POSTIMUR MAROS – Pagi itu, Lapangan Pallantikang tidak hanya dipenuhi oleh barisan rapi Aparatur Sipil Negara (ASN), tetapi juga oleh semangat literasi yang membuncah. Di bawah langit Maros pada Senin, 18 Mei 2026, sebuah langkah nyata untuk mencerdaskan kehidupan bangsa resmi digulirkan. Pemerintah Kabupaten Maros melalui Bupati Chaidir Syam meluncurkan gerakan donasi buku yang menargetkan pengumpulan 1.000 buku untuk sekolah-sekolah di pelosok wilayah.
Bukan sekadar seremonial memperingati Hari Buku, program ini merupakan manifestasi dari kepedulian terhadap rendahnya akses literasi di beberapa wilayah. Dengan melibatkan Forum Koordinasi Pimpinan Daerah (Forkopimda), Bupati Chaidir secara simbolis menerima buku-buku pertama yang akan menjadi pembuka jalan bagi ribuan cakrawala ilmu lainnya.
ASN sebagai Motor Penggerak Literasi
Kebijakan ini unik karena menyasar langsung para “pelayan rakyat”. Seluruh ASN di lingkungan Pemkab Maros diwajibkan membawa minimal satu buku untuk didonasikan. Chaidir Syam, yang juga mantan Ketua DPRD Maros, menyebut angka 1.000 buku sebagai target yang sangat realistis.
“Ini adalah upaya kolektif. Dengan jumlah ASN kita yang mencapai ribuan, target seribu buku bukanlah hal yang mustahil. Fokus kita adalah meningkatkan minat baca dan memastikan setiap anak di Maros, di mana pun mereka berada, memiliki akses terhadap bacaan yang berkualitas,” ungkap Chaidir dengan optimis.
Buku-buku yang terkumpul akan dihimpun di Lapangan Pallantikang hingga 4 Juli 2026. Setelah proses kurasi dan pengumpulan selesai, gudang ilmu tersebut akan segera disalurkan ke perpustakaan sekolah yang membutuhkan.
Lebih dari Sekadar Kewajiban
Bagi sebagian besar ASN, gerakan ini bukan sekadar menjalankan instruksi pimpinan, melainkan panggilan hati. Alfi Syahriana, salah seorang ASN Pemkab Maros, tampak membawa tumpukan buku yang lebih banyak dari batas minimal yang ditetapkan.

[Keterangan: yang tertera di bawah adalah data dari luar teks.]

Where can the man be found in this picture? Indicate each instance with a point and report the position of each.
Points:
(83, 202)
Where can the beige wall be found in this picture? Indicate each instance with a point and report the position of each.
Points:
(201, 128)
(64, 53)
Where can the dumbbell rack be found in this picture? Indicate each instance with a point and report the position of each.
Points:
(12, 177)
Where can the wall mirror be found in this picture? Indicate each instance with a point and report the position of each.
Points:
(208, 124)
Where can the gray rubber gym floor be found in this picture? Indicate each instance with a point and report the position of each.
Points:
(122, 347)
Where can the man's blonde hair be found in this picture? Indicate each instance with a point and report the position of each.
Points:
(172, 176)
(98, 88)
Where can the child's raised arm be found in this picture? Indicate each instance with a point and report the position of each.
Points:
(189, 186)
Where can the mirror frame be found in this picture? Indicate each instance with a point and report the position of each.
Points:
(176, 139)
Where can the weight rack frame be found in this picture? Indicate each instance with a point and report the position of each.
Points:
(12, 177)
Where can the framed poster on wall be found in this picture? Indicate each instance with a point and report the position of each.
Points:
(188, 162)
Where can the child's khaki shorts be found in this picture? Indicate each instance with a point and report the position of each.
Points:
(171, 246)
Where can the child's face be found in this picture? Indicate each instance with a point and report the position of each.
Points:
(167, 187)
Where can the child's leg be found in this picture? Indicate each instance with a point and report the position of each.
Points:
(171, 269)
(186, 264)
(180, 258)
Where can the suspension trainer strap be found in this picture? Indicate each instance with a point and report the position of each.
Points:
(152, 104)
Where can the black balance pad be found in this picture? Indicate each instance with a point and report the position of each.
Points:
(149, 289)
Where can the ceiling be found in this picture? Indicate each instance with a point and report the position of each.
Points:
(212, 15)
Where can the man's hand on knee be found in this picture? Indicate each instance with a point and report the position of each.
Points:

“Saya membawa beberapa buku cerita dan buku pengetahuan umum yang kondisinya masih sangat bagus. Daripada hanya tersimpan rapat di rumah dan berdebu, jauh lebih baik jika disumbangkan. Biarkan buku-buku ini menemukan pembaca barunya, yaitu anak-anak sekolah yang haus akan ilmu,” ujar Alfi dengan antusias.
Ia menekankan bahwa buku memiliki “usia kedua” ketika berpindah tangan ke orang lain yang membutuhkan. Alfi juga menaruh harapan besar agar gerakan ini tidak berhenti saat Hari Buku saja. “Semoga ini menjadi kegiatan rutin. Banyak masyarakat yang sebenarnya ingin menyumbang, tapi bingung harus ke mana. Gerakan seperti ini adalah wadah yang tepat,” tambahnya.
Harapan untuk Generasi Emas Maros
Melalui gerakan donasi buku ini, Pemkab Maros sedang membangun fondasi bagi generasi emas. Di tengah gempuran arus digital, buku fisik tetap memiliki pesona dan kedalaman yang tak tergantikan dalam membentuk pola pikir anak.
Langkah kecil dari setiap ASN di Maros hari ini adalah investasi besar bagi kecerdasan anak-anak Butta Salewangang di masa depan. Hingga Juli nanti, Lapangan Pallantikang akan menjadi saksi bisu bagaimana kepedulian dikumpulkan melalui lembar demi lembar kertas, demi satu tujuan: memastikan tak ada anak Maros yang tertinggal dalam memandang dunia melalui jendela literasi.